Overall, Kramp’s analysis of Austen’s work is insightful and rather convincing. Writing of Henry Tilney (a character who even die-hard romantics would have trouble regarding as an ardent lover), Kramp demonstrates that the hero’s “devotion to reason ... inhibits his ability to participate in desubjectifying love relations.” Colonel Brandon and Willoughby are characters who learn that they must “avoid amorous emotions” to ensure domestic felicity; neither can “exist as an unchecked man of sensibility.” In Pride and Prejudice, men of trade like Bingley and Mr. Gardiner represent the future.They may not be legendary romantic lovers, like Darcy, but, unlike Darcy, neither hails from a waning aristocratic tradition. As an aristocrat, Edmund Bertram’s inability to handle the “excitement of modern women” (i.e. Mary Crawford) and his marriage to Fanny signal a rejection of amorous desire in favor of a union that ensures the “biological and cultural reproduction of the English aristocracy.” Knightley is more flexible in the sense that his rejection of the destabilizing emotions of erotic love leaves him free to “fuse traditional and modern features of hegemonic masculinity.” Only Wentworth, of all Austen’s heroes, experiences the giddy sense of destabilization that accompanies Deluzian love, and he, Kramp remarks, can only serve the English nation by leaving it for a life on the high seas. His ability to embrace the “diversity of his masculinity” allows him to “live a nomadic existence with this wife, pursuing potentially revolutionary desires.” Thus Kramp throws a bone (or Persuasion) to those who read Austen for the romance.

This concession calls attention to one of the problems with the otherwise intriguing thesis of Disciplining Men: simply put, Kramp makes his argument by noting that two of Austen’s six heroes are exceptions to the rule. Another issue is that he takes Austen’s early material too seriously (as a girl was Austen really concerned with the “nation’s anxiety about its young male citizens?”) Nevertheless, Disciplining Men is important because it addresses a topic that requires addressing. Its consideration of the various discourses concerning masculinity that occurred during the 1790s is informative and it does a good job illustrating moments where those discourses surface in Austen’s novels. Disciplining Men may annoy those who read Austen’s novels for the romance, but its ability to do so suggests that Kramp is making an argument that is well worth considering.

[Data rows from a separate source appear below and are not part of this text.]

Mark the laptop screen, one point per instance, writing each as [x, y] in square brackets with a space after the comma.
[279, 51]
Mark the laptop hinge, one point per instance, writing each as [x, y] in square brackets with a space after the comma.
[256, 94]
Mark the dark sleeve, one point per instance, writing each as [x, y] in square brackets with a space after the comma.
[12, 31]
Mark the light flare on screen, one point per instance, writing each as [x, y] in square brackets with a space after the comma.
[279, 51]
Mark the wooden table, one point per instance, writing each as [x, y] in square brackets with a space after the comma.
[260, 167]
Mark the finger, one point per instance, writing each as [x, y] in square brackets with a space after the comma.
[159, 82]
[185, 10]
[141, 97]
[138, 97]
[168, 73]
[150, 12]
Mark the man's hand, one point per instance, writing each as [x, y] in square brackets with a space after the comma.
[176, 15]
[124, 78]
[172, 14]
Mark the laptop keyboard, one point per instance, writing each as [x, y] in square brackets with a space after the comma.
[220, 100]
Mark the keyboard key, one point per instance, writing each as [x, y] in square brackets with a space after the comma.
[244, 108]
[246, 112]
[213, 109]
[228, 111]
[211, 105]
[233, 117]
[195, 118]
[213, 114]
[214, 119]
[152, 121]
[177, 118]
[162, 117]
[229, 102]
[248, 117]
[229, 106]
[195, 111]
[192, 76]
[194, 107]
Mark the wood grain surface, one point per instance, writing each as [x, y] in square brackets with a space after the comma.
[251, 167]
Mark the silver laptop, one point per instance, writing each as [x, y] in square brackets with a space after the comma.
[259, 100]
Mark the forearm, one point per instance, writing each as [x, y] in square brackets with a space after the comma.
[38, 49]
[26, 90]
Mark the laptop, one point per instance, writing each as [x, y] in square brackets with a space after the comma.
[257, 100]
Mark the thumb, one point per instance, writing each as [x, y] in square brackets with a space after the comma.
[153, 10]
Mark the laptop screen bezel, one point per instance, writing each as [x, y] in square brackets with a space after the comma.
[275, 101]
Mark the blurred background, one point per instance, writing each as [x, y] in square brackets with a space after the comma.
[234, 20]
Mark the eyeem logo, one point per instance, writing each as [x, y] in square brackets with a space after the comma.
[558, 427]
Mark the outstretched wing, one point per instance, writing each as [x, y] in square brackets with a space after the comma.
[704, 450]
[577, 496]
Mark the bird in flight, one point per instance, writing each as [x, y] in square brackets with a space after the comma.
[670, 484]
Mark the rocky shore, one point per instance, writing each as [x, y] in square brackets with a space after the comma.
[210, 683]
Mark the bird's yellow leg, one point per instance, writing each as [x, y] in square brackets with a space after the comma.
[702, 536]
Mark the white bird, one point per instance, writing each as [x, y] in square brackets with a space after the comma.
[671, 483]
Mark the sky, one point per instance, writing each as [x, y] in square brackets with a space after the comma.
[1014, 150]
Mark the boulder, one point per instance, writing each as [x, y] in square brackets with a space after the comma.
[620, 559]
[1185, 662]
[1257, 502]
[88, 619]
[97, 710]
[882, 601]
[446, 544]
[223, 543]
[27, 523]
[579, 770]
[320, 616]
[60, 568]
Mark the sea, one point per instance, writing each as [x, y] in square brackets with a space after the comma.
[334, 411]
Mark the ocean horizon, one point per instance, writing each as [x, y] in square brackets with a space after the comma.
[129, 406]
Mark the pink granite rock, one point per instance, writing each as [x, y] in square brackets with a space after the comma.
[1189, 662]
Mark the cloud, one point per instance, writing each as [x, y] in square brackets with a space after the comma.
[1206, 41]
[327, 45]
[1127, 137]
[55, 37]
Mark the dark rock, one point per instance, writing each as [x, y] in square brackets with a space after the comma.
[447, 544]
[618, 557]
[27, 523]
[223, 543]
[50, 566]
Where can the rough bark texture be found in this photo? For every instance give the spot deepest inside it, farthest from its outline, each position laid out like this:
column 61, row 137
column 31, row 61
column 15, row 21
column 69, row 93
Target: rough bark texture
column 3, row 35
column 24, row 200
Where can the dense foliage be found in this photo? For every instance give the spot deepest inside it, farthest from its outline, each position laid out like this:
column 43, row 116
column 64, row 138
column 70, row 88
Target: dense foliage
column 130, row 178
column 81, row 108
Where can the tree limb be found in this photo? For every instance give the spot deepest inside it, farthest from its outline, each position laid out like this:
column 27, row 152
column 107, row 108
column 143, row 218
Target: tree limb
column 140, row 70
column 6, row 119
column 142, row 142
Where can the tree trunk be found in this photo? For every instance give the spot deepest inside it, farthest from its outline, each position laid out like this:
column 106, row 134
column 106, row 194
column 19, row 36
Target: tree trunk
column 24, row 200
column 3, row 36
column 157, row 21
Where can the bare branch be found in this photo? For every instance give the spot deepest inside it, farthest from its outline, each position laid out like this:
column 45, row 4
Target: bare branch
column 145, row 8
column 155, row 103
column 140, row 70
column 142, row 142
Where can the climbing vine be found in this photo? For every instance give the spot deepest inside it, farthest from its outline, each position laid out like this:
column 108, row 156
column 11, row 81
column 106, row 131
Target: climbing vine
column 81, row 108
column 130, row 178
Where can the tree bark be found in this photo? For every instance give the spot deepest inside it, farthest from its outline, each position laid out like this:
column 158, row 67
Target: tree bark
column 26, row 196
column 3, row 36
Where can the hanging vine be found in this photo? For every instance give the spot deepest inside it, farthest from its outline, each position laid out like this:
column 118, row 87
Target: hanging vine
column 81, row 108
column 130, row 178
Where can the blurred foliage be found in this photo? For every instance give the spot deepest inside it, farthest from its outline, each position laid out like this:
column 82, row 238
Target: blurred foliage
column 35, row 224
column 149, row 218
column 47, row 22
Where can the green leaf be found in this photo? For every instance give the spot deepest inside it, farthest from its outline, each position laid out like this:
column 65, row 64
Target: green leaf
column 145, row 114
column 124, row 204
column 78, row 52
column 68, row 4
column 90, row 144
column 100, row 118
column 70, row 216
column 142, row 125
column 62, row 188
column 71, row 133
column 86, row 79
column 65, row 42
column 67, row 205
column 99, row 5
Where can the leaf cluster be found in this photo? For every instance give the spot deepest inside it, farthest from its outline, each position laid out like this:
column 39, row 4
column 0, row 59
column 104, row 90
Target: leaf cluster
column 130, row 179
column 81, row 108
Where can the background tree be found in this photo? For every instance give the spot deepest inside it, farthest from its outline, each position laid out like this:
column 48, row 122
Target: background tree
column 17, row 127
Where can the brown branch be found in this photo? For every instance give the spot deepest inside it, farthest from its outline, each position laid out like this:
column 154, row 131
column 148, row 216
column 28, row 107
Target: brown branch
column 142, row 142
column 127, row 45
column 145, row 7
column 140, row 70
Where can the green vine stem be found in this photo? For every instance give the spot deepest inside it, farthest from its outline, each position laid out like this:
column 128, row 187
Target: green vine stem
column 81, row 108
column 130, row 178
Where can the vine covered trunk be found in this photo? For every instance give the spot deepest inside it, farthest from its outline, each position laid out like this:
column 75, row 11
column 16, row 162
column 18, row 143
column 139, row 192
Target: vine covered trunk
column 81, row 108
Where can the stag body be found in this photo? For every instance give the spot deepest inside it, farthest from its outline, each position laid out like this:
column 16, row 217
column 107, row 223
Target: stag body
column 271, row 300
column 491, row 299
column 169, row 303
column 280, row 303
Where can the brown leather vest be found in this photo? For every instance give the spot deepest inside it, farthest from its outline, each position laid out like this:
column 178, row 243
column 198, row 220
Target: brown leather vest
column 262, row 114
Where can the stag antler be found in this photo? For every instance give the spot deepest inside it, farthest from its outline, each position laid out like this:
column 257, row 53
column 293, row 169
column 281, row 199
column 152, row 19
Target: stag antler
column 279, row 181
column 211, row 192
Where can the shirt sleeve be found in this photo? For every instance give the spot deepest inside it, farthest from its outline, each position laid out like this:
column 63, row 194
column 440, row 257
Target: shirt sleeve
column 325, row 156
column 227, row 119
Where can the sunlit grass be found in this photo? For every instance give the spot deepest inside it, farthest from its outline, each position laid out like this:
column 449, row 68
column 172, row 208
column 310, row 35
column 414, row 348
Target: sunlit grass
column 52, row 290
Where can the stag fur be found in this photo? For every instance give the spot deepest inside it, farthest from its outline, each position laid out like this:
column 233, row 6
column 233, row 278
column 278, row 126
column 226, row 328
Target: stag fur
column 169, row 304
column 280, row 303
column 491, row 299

Nora Nachumi is an associate professor in the Department of English of Stern College for Women, Yeshiva University. Her most recent article on Austen, “A Spy in the House of Austen: Literary Critics, Lay Readers and the Reception of Patricia Rozema’s Mansfield Park,” is included in Performing the “Everyday”: The Culture of Genre in the Eighteenth Century, ed. Alden Cavenaugh (Newark: University of Delaware Pre s s , 2007).